I could swear he was watching me as I made his eggs. I was trying to hide my blush because just his presence did new things to my body; every nerve was going haywire. He was everything a guy could be. He was smart, handsome, and sweet. The way he asked about my injury showed how considerate he could be.

I had a crush on one of my classmates a few weeks ago, but that was long gone. My feelings for Rob’s best friend were a thousand times stronger than that, but it really wasn’t a good thing. We had nothing in common, and I was too young for him to even consider a relationship with. My ankle did hurt like hell, but if he knew that he wouldn’t want me to cook for him. I wanted to take care of him and show him I could be domesticated. In honesty a total waste of time because we couldn’t be together—but a girl could dream.

Maybe I was reading more into the looks and concern he showed me since he had arrived. I thought about the way he bit his lip in nervousness last night. Those strong lips…I wondered what would his kiss be like? I know it would be better than Rick’s that kiss was sloppy and gross. I wanted the kisses I saw in those hot, madly in love movies. Oh shit. What if he had a girlfriend or fiancée?

I was so lost in my thoughts that I burnt his eggs. It took that funky smell to hit my nose for me to notice. “Damn it,” I hissed, tossing the pan off the burner to cool. Shit, there goes my homemaker skills.

“What’s wrong?” He stood up in a flash and came too close for my comfort. He was all in my personal space. Damn, he smelled fantastic. I wanted to press into him, but I knew it was wrong.

I looked up into his beautiful eyes that were full of concern. My heart was thumping. “Umm…nothing really. I just burned the eggs. Don’t worry, I’ll make some more.” He looked at my mess and gave a look that was hard to describe.

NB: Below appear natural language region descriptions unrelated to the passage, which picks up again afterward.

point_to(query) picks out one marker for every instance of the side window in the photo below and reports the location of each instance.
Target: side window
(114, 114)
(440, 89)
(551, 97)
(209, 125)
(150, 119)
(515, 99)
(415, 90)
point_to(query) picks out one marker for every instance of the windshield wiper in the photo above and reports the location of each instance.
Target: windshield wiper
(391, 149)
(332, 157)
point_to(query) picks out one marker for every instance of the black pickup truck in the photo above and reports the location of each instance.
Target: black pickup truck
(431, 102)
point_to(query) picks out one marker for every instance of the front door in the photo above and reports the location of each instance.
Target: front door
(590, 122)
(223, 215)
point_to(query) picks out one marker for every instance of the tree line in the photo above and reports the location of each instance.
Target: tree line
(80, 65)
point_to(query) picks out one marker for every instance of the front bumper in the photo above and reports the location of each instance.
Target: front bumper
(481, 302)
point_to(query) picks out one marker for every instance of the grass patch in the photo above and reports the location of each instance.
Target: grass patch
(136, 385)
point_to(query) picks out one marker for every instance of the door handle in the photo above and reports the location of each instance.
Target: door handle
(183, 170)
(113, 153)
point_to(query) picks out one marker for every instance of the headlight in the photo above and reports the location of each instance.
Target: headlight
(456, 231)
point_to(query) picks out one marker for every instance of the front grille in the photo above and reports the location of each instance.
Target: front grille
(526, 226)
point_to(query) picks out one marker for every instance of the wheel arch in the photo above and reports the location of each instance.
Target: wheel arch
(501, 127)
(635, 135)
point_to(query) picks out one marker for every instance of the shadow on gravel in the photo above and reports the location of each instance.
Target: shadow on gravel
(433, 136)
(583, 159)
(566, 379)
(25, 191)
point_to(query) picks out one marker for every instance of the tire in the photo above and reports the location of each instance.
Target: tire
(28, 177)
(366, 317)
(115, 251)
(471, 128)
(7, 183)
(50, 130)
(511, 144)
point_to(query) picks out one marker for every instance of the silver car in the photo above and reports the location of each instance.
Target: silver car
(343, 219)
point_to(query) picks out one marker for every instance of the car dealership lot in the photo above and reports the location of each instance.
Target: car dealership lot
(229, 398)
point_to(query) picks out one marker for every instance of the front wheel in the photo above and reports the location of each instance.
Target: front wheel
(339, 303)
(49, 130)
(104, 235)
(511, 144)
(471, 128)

I hurriedly turned away, tossing the old eggs into the trash, ducking past his huge frame that nearly boxed me in. He gave me a nod and thankfully didn’t tease me about it before stepping back to give me some space. I was already feeling out of sorts with him in the house. Only five more days and he’d be on his way back to school.

“Where’s the coffee?” he asked, giving me an arched brow.

“Oh, I can make it.” I put the pan down to get it started.